Numerical study of location and depth of rectangular grooves on the turbulent heat transfer performance and characteristics of CuO-water nanofluid flow

This current work expresses numerical simulation of forced turbulent flow convection in a grooved cylinder. Rectangular grooves with a spacing of A = 1, A = 1.1, and A = 1.3, and groove depth to cylinder diameter of e/D = 0.1 and 0.2 were considered. This research concentrates on the effect of groove depth, location of the grooves and CuO nanoparticles on the heat transfer for Reynolds numbers 10000, 12,500, 15,000 and 17,500 in volume fractions of 0, 1, 2, 3 and 4% of nanoparticles. Results show that grooves improve heat transfer. This behavior at a lower A ratio results in a significant Nu number increase so that the highest Nu number occurs for A ratio of 1, 1.1 and 1.3. Increasing e/D ratio, due to increasing the channel section in this area, results in loss of velocity and dissipation of flow momentum, resulting in lower convective heat transfer and lower Nu number.

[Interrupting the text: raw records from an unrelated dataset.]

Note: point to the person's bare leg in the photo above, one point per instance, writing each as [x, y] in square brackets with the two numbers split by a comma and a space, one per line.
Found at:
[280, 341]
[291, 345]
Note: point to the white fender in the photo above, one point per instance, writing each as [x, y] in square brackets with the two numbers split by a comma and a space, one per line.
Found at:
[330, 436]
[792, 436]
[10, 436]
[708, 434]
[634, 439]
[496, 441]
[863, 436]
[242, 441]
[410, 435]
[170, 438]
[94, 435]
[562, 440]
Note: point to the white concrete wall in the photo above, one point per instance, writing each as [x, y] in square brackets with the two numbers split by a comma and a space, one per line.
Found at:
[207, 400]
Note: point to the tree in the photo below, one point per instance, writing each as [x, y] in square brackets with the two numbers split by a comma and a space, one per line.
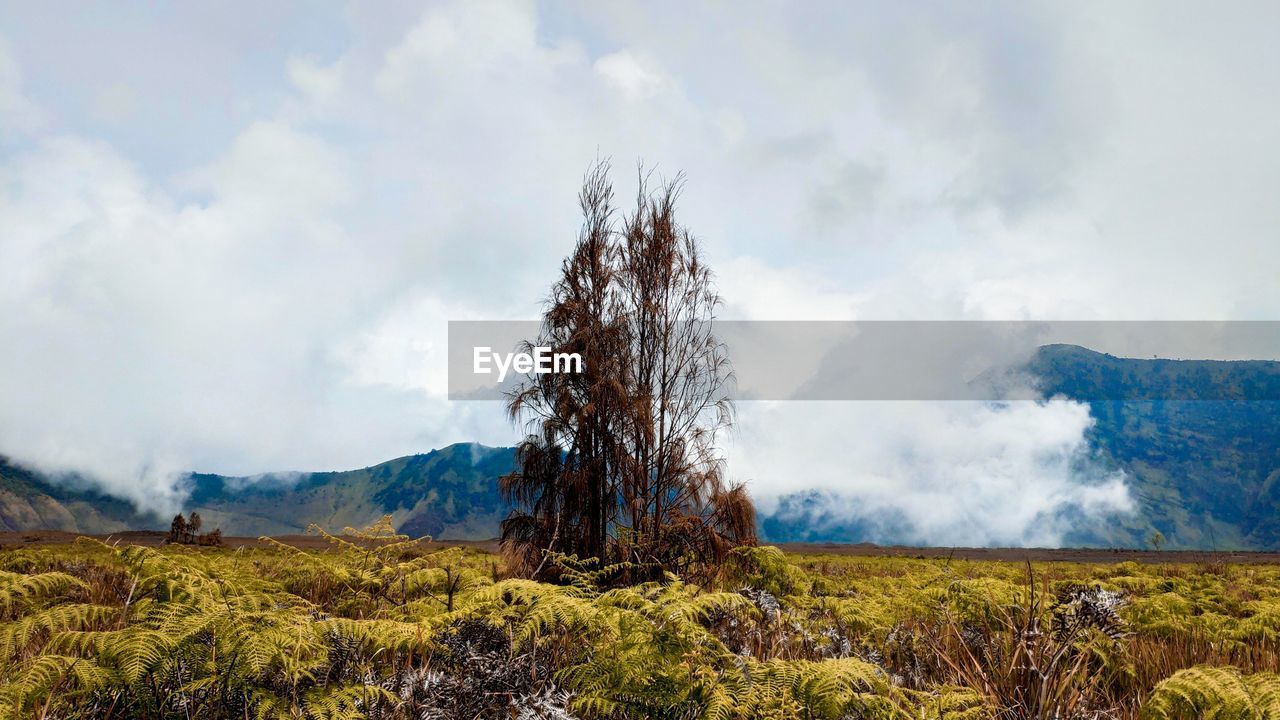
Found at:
[622, 460]
[178, 529]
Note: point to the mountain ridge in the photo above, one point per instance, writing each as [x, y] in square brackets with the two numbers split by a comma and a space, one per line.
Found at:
[1203, 472]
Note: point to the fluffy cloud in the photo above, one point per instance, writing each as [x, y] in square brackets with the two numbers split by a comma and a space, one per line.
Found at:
[242, 259]
[944, 473]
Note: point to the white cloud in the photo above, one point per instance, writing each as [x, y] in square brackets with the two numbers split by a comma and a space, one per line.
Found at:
[243, 260]
[635, 78]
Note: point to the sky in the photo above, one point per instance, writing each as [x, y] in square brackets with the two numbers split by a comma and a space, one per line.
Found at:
[232, 235]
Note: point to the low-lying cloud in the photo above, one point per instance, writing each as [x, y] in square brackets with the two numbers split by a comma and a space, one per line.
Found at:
[935, 473]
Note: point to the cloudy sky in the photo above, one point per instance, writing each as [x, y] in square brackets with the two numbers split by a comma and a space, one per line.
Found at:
[232, 233]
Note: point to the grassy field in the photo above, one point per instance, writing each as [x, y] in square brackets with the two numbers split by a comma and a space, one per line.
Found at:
[378, 627]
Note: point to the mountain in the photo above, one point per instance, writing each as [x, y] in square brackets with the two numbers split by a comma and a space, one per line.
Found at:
[31, 501]
[446, 493]
[1200, 440]
[1203, 469]
[1197, 440]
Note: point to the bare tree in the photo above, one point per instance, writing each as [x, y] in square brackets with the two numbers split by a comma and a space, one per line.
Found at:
[622, 460]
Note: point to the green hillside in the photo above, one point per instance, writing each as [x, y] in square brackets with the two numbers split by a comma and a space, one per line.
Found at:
[1198, 438]
[1203, 468]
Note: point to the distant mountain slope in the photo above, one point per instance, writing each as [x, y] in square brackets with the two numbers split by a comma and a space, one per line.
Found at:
[1205, 470]
[446, 493]
[31, 501]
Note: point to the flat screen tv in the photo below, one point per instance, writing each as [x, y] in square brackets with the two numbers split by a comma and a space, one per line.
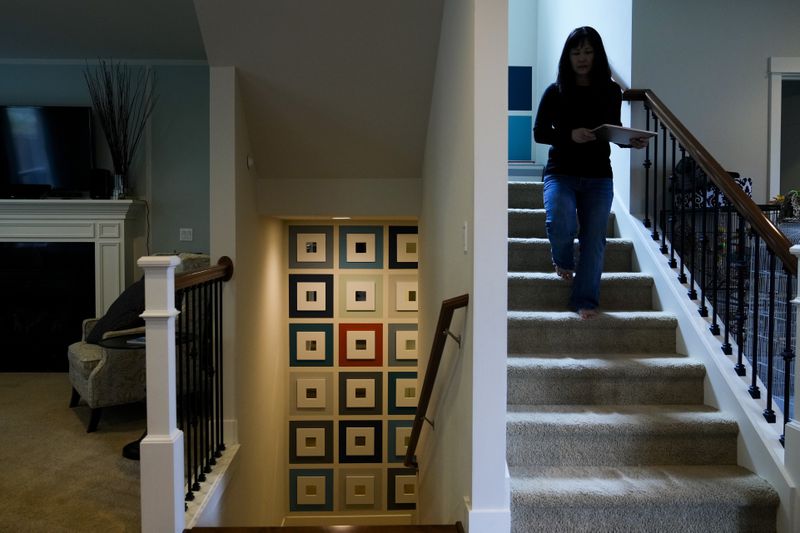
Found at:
[45, 151]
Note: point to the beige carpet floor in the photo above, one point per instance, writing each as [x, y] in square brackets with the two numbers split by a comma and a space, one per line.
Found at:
[55, 477]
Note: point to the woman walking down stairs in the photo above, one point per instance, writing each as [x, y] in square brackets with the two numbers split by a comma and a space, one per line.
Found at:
[606, 426]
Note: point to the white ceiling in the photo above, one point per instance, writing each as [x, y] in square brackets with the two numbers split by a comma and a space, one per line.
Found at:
[330, 88]
[86, 29]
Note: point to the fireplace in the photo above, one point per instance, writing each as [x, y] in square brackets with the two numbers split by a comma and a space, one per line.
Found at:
[61, 261]
[48, 289]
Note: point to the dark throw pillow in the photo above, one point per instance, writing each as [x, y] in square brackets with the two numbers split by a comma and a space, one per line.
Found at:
[123, 313]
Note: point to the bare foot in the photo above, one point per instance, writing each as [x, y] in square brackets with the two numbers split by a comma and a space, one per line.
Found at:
[564, 274]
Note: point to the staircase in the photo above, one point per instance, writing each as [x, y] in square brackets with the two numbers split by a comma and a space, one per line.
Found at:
[606, 426]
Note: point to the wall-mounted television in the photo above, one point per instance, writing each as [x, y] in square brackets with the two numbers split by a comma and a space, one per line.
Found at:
[45, 150]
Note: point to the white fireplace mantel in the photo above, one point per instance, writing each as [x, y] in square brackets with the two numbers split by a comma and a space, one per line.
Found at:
[109, 224]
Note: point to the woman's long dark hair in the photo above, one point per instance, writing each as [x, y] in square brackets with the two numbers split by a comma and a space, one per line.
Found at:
[600, 73]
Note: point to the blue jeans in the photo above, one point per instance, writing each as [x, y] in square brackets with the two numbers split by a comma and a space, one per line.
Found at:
[591, 199]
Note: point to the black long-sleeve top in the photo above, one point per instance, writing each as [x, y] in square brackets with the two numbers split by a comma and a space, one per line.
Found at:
[560, 112]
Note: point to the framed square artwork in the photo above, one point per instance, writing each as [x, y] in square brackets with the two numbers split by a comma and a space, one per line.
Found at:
[360, 393]
[311, 344]
[311, 489]
[360, 246]
[311, 394]
[360, 441]
[310, 246]
[403, 344]
[398, 439]
[403, 393]
[401, 488]
[310, 296]
[403, 247]
[311, 441]
[360, 344]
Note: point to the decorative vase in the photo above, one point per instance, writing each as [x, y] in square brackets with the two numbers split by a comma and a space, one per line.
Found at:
[118, 192]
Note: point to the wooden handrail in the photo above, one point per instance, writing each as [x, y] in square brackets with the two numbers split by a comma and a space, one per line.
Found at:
[222, 270]
[437, 348]
[771, 235]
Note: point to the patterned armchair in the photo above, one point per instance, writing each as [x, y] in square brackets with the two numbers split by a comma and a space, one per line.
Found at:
[103, 377]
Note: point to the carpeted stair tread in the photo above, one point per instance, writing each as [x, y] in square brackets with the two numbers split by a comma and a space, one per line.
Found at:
[533, 255]
[619, 291]
[687, 498]
[531, 332]
[612, 380]
[526, 222]
[525, 194]
[632, 418]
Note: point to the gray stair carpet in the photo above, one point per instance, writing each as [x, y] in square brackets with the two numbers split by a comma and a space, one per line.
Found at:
[606, 427]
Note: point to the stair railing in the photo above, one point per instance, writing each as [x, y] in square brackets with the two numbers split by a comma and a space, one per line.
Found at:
[184, 391]
[442, 331]
[723, 244]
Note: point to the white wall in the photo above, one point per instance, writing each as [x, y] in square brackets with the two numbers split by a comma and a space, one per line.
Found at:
[790, 135]
[462, 461]
[255, 341]
[707, 61]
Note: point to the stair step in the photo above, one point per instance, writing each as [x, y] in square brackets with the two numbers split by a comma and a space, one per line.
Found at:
[619, 291]
[635, 380]
[702, 499]
[525, 194]
[533, 255]
[534, 332]
[604, 435]
[525, 223]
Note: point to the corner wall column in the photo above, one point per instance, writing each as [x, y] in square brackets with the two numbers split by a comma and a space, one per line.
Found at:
[161, 451]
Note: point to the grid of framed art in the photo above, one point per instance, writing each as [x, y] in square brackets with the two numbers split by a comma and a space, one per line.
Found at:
[353, 307]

Changing the pitch for e/D = 0.1 results in a 1.1 to 1.6 times increase of Nu number compared with the smooth channel, and for e/D = 0.2 this value is 1.1-1.5 times the smooth channel for similar Re, phi and geometry. Changing groove pitch at e/D = 0.1 results in a 2.1-2.9 times increase in friction factor compared with the smooth channel in similar conditions. For e/D = 0.2, this increase is 1.8-2.8 times the smooth channel. In low Re, the thermal per-formance is higher than in higher velocities. This is because the grooved channel acts as a smooth channel at high Re, and the average Nu does not have significant growth.

Automated summary

This study conducted numerical simulations to investigate the heat transfer performance of forced turbulent flow convection in a grooved cylinder. The results showed that the presence of grooves improved heat transfer. Deeper and closer grooves resulted in better heat transfer performance. The thermal performance was higher at lower Reynolds numbers.